A new report finds that CHIP, which marks its 25th anniversary this week, is a lifeline for families who earn too much to qualify for Medicaid but don't have access to employer-sponsored coverage.
Emily Beauregard, executive director of Kentucky Voices for Health, said an emergency provision enacted during the pandemic has meant kids relying on CHIP had quality health care, no matter what their parents' changes in jobs or income.
"When your income changes from month to month, or if it's seasonal because you're perhaps a farmer," she said, "then you're more likely to have times when your income goes just above the limit - and then other times when you're below the limit."
Beauregard said the Public Health Emergency declaration is set to expire in October. The federal government has said it will give states at least 60 days notice of a final deadline, so agencies can began reaching out to families to ensure kids don't fall through the coverage gap.

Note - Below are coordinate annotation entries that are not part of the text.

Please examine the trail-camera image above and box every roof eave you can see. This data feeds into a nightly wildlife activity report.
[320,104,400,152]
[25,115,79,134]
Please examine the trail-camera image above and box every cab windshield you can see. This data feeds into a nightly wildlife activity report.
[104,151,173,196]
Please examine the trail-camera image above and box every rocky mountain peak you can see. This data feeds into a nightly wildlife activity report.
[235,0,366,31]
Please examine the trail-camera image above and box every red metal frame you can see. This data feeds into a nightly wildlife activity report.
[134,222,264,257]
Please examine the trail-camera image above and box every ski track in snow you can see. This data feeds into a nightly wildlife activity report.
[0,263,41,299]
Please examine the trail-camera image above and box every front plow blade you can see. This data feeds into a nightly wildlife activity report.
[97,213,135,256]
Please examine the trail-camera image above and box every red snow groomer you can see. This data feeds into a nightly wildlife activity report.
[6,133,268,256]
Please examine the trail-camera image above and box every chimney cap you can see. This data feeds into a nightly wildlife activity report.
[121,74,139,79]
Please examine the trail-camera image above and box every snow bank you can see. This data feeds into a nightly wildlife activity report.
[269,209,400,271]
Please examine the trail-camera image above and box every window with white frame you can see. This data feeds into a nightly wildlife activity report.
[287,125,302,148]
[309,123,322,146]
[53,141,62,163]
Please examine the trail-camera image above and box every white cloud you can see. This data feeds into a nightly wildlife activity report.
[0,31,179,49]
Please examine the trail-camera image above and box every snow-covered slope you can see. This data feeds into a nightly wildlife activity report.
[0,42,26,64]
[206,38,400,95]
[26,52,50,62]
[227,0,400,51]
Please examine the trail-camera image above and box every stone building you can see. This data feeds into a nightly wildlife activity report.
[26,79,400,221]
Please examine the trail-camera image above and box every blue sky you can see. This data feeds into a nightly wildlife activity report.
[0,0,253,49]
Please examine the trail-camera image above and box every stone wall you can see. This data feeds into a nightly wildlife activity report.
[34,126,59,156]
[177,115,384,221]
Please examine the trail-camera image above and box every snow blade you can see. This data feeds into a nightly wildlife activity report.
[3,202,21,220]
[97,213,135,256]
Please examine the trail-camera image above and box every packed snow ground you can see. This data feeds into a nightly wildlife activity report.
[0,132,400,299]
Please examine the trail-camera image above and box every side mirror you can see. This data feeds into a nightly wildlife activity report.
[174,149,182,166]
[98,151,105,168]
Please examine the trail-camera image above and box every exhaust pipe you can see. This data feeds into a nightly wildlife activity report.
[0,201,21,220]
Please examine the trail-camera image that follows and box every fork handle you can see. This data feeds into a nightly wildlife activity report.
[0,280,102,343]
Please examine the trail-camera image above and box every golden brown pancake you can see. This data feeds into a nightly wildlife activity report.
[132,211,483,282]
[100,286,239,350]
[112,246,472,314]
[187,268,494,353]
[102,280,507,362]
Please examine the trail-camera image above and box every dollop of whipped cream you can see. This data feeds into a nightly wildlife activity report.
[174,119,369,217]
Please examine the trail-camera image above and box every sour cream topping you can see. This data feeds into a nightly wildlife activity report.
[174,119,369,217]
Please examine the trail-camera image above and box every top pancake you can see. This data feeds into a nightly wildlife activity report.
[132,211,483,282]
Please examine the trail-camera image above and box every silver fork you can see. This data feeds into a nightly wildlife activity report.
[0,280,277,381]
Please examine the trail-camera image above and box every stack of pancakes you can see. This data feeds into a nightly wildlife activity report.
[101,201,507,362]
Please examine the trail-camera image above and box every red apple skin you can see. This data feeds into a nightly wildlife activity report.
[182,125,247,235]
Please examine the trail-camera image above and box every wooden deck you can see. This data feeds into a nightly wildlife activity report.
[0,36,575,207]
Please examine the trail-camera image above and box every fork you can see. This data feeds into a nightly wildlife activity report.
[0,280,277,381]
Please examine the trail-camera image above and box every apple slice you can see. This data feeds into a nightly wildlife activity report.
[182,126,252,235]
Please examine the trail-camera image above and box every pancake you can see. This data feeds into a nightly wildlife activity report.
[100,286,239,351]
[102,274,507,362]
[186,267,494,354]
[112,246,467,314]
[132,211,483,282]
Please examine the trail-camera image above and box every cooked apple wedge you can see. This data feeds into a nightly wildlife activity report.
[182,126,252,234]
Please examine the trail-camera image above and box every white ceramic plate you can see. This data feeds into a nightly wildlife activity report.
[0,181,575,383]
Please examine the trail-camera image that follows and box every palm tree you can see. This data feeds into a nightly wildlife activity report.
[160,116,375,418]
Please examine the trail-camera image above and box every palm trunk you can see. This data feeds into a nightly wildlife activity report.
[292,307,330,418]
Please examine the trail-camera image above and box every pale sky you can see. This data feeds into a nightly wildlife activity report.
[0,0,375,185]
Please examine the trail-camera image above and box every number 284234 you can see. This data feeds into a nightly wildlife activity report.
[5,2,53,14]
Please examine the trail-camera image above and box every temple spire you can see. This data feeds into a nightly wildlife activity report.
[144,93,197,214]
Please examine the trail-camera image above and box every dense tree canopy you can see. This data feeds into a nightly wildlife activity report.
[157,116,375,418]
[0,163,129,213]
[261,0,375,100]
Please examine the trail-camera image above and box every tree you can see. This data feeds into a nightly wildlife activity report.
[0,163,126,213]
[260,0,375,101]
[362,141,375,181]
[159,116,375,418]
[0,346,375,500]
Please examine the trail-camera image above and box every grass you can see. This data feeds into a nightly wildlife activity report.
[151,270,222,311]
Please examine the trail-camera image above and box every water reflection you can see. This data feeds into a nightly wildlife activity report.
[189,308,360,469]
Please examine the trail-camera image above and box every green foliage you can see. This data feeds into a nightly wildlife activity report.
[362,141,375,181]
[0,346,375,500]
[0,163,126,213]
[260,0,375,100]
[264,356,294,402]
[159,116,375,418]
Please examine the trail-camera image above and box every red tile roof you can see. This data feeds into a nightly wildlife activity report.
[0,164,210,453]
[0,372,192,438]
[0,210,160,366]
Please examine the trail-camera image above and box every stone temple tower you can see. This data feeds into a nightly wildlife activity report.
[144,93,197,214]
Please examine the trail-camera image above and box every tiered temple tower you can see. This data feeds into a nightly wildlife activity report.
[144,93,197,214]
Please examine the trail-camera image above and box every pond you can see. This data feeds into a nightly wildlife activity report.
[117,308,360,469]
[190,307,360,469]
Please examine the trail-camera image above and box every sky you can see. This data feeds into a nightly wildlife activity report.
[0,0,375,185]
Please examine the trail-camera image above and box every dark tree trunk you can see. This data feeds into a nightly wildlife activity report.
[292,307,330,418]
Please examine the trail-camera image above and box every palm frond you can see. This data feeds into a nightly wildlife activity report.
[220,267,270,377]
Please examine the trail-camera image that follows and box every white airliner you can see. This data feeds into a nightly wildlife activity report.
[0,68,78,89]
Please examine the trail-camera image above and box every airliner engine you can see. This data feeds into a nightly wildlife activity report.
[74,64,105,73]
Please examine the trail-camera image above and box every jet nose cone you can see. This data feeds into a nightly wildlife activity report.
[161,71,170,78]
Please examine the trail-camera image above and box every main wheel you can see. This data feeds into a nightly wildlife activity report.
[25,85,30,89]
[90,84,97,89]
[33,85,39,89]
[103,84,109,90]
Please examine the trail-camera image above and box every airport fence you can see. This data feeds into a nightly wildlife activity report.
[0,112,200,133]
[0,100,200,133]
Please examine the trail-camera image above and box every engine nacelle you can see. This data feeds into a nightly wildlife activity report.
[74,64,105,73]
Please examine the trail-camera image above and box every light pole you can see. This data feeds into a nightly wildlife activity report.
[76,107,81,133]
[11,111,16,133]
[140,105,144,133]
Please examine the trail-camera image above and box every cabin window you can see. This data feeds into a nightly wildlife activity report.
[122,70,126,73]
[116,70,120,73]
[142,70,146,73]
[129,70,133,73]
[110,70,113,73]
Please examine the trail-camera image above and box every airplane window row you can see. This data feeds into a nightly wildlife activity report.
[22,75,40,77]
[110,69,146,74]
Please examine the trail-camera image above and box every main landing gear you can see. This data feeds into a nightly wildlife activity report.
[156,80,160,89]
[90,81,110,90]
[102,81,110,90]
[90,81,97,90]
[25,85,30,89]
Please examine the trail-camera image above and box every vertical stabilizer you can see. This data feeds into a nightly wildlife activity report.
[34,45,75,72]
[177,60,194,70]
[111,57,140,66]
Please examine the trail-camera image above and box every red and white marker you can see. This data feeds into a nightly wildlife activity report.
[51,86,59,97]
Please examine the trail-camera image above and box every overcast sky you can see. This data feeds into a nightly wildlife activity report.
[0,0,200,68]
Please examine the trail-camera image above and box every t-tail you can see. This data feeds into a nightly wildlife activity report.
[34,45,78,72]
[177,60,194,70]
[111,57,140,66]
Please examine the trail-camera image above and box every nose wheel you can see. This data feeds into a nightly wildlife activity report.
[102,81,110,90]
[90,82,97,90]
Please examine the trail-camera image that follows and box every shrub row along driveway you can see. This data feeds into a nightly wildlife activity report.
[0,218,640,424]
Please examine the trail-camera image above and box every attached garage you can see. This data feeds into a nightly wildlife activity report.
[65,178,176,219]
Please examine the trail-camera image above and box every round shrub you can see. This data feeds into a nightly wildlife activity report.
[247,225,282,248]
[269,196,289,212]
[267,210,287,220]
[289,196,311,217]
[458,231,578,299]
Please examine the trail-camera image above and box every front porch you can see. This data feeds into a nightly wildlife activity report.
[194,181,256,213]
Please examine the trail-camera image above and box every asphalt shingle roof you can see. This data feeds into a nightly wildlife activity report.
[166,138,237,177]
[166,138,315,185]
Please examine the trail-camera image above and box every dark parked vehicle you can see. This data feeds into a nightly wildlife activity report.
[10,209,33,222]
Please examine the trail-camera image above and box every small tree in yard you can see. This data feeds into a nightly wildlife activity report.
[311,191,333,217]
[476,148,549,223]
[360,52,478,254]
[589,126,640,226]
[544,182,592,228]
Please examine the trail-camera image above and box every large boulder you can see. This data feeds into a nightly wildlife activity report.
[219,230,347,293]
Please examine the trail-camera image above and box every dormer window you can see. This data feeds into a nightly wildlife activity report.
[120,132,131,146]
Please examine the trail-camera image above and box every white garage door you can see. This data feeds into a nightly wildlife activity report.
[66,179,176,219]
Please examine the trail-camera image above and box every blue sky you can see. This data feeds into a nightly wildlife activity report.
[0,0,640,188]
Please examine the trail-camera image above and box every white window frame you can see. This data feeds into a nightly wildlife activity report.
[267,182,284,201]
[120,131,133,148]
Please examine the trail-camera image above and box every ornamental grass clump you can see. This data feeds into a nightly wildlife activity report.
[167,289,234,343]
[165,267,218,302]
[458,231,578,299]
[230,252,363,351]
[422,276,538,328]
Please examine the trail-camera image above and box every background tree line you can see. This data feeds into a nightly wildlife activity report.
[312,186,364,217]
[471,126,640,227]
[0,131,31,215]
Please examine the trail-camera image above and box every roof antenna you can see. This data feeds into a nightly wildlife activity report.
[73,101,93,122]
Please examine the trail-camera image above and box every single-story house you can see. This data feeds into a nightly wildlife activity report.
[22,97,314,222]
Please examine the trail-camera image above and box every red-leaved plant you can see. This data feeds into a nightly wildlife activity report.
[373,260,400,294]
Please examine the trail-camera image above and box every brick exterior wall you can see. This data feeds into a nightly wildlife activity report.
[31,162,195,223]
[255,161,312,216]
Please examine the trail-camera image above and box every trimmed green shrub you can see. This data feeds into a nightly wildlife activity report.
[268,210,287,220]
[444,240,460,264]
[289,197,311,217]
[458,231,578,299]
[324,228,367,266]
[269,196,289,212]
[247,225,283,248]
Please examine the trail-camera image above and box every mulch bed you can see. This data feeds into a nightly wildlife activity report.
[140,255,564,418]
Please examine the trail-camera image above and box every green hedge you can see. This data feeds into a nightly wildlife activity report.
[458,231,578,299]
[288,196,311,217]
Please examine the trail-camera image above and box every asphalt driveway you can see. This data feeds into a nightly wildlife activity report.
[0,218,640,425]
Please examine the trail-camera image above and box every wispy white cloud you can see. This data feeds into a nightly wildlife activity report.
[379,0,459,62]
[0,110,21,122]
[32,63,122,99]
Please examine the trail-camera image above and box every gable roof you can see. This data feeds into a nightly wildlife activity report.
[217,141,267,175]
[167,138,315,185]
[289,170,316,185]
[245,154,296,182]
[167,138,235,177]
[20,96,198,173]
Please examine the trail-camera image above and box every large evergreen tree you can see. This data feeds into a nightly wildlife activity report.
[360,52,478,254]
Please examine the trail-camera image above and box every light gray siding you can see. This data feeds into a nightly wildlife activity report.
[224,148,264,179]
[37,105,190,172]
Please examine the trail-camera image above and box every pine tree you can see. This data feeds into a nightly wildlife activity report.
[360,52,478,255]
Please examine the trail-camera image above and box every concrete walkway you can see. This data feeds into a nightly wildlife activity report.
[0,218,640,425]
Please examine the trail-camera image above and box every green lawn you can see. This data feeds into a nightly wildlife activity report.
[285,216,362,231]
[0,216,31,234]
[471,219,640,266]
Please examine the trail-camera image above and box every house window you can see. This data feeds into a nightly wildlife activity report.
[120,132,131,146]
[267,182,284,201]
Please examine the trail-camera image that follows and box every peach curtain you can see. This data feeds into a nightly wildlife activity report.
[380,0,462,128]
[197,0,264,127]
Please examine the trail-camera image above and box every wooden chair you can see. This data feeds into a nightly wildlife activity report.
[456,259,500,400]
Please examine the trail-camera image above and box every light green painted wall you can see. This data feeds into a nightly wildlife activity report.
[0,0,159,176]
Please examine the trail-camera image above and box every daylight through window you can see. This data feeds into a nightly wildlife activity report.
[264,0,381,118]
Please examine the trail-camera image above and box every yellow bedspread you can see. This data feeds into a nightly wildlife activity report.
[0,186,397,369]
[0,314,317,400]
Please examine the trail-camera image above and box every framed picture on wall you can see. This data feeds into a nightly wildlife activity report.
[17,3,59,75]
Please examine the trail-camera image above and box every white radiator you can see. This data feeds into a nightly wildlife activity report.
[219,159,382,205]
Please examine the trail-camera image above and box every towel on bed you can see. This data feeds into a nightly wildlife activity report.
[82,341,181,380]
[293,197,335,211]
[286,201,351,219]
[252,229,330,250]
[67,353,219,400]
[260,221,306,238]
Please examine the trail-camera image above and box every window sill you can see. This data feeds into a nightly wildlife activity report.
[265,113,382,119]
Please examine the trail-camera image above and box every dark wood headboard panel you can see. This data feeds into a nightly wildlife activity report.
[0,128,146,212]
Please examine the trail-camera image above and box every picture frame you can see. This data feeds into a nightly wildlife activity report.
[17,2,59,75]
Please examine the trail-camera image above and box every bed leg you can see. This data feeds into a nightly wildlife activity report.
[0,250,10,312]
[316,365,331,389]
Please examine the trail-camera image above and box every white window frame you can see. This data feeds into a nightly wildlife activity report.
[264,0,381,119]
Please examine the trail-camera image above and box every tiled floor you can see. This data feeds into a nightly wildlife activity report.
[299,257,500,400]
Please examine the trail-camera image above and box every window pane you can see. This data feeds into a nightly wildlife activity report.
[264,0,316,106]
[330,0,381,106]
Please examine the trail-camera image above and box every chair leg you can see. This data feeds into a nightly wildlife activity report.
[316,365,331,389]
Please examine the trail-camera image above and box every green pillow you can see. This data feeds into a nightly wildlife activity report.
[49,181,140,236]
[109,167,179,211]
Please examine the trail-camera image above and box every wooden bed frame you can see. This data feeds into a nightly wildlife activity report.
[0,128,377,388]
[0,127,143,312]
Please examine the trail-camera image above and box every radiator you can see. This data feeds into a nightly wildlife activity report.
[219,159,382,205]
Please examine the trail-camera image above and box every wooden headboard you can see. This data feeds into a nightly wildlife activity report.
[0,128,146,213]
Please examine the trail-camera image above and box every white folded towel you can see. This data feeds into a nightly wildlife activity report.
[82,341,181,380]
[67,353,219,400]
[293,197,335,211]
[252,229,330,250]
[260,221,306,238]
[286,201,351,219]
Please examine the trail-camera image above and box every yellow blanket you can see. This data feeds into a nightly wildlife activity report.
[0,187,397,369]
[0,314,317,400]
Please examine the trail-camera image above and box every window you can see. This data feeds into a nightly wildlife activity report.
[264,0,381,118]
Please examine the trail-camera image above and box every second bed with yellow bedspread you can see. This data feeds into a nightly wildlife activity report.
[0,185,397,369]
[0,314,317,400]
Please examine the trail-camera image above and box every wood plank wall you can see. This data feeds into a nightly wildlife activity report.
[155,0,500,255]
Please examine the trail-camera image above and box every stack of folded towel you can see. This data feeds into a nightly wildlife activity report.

Beauregard added that the state could make 12-month continuous eligibility permanent, which she believes would reduce costs down the road.
"It leads to healthier kids, but it's also less costly administratively," she said. "And over time, kids are healthier because they have coverage constantly."
Beauregard pointed out that CHIP and Medicaid covers more than half the nation's Black and Hispanic children, and said increasing awareness about upcoming changes and re-enrollment in these populations is critical, as well as ensuring lasting federal funding for the program.
"All of these are ways that we can make sure that kids are their healthiest," she said.
Research shows that kids who have CHIP coverage see their doctor and dentist regularly, and are less likely to visit an emergency room.